Here are some of the unique limitations:
The No Garden State: New Jersey is the first to experiment with a compassionate use law that does not allow for any home cultivation. The reasoning is that seriously ill residents can rely on the regional Alternative Treatment Centers for all of their marijuana. In other states that have approved medical marijuana, "homegrown" is considered both safe and cost effective for patients. Medical gardening isn't just for Colorado or California; Some East coast states have allowed for patient cultivation and collective plots for years. Maine allows up to six plants per patient; Rhode Island up to twelve.
Alternative Treatment Centers: New Jersey patients are only allowed to legally obtain cannabis at one of the approved, non-profit ATCs. Contracts were granted by the state Department of Health (DOH) to six business groups but only one has managed to open: Greenleaf Compassion of Montclair.
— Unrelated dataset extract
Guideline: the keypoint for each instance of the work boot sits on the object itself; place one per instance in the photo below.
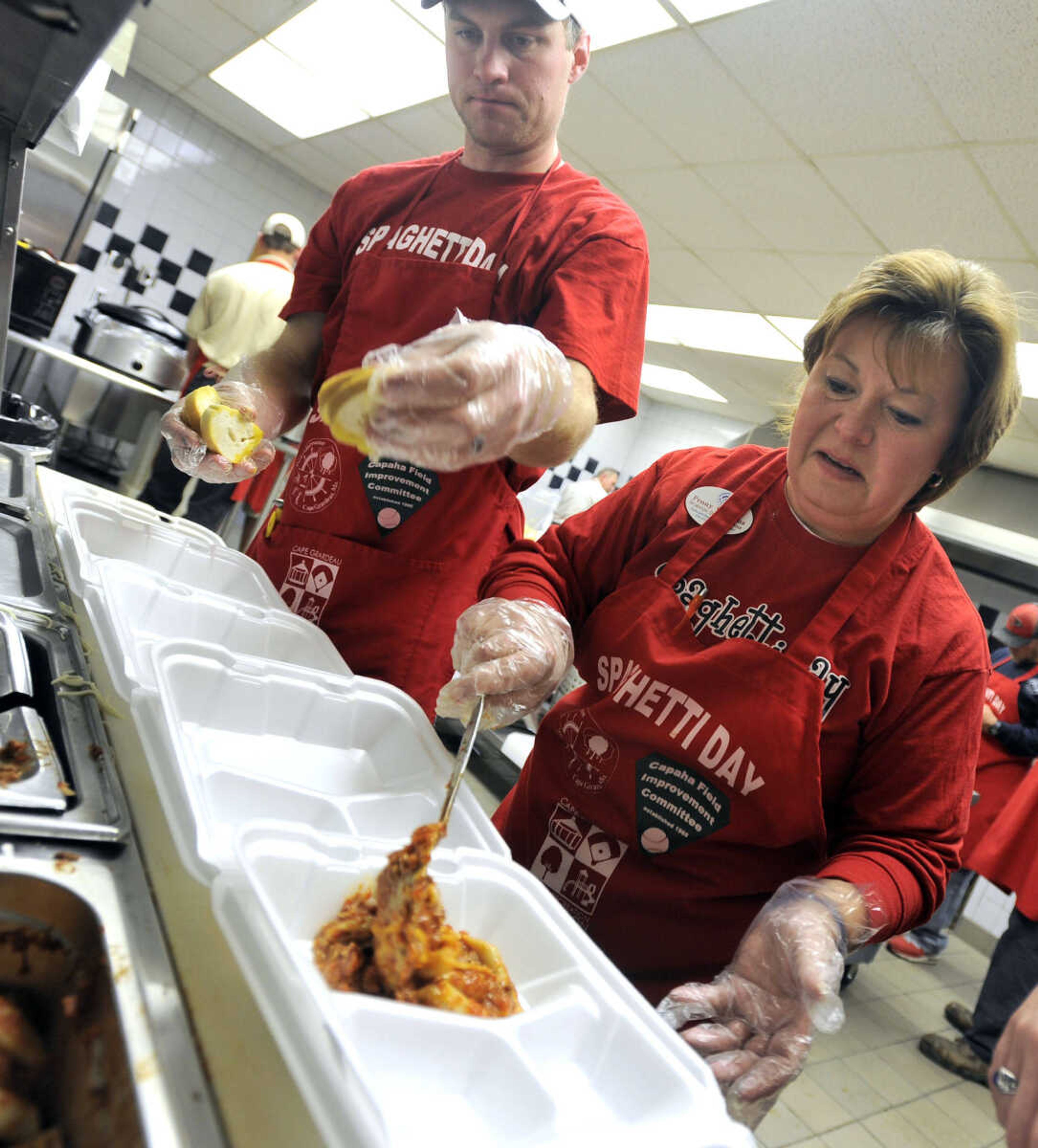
(909, 951)
(955, 1056)
(958, 1016)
No word on the other five. States like Colorado offer a small business model with hundreds of tightly regulated businesses serving patients. Greenleaf is up for a challenge handling the launch of the program alone. Greenleaf staff told reporters they will see twenty patients per day by appointment and can only provide 1/2 ounce of cannabis for the first month.
Potency caps and strain limits: Regulations were created by the state DOH have some original "restrictions" on the plant itself. New Jersey is the first state to attempt a regulated cap of 10% on THC for all medical cannabis. This potency limit is a move that is tough to support with science. THC is the cannabinoid that causes the euphoric effect or 'high' but is also well studied as a medicine. Marinol is a synthetic THC pill that is approved by the FDA and currently prescribed by doctors - it is a 100% pure dose of THC. Marijuana and its component cannabinoids are non-toxic and non-lethal. DOH rules also say that centers can only grow three different strains of cannabis. The variety of different cannabinoid combinations is why an MS patient might prefer Cannabis Indica but a Crohn's patient finds better relief with Cannibis Sativa. No other state limits potency for THC (or any other cannabinoid) or the genetic variety of plants.
Doctor Registry: NJ DOH regs also created the nation's first registry for cannabis therapy physicians. Only these listed docs are allowed to recommend medical marijuana. No similar requirement is mandated for serious narcotic drugs like morphine. Since it opened in October 2010, about 175 doctors have signed up out of almost 34,000 that practice in New Jersey. Patients must use one of these just to apply for their own ID card. All other states allow any licensed physician to recommend cannabis to a resident who has a qualifying medical condition.
Limited conditions: The list of illnesses, diseases or conditions qualifying for cannabis in New Jersey is the shortest list in the country. So, fewer residents can even apply for the legal protections of the program. For example: New Mexico allows for PTSD and Oregon allows for chronic pain. Neither qualifies in New Jersey.
Three years after passage of the medical marijuana bill, at least New Jersey's medical cannabis is finally for sale. The highly original regulations may have a broader impact. Delaware's medical marijuana law is almost an exact copy. Watching Washington state legalize marijuana from our region is bittersweet; the freedom is 3000 miles away, but also closer than ever.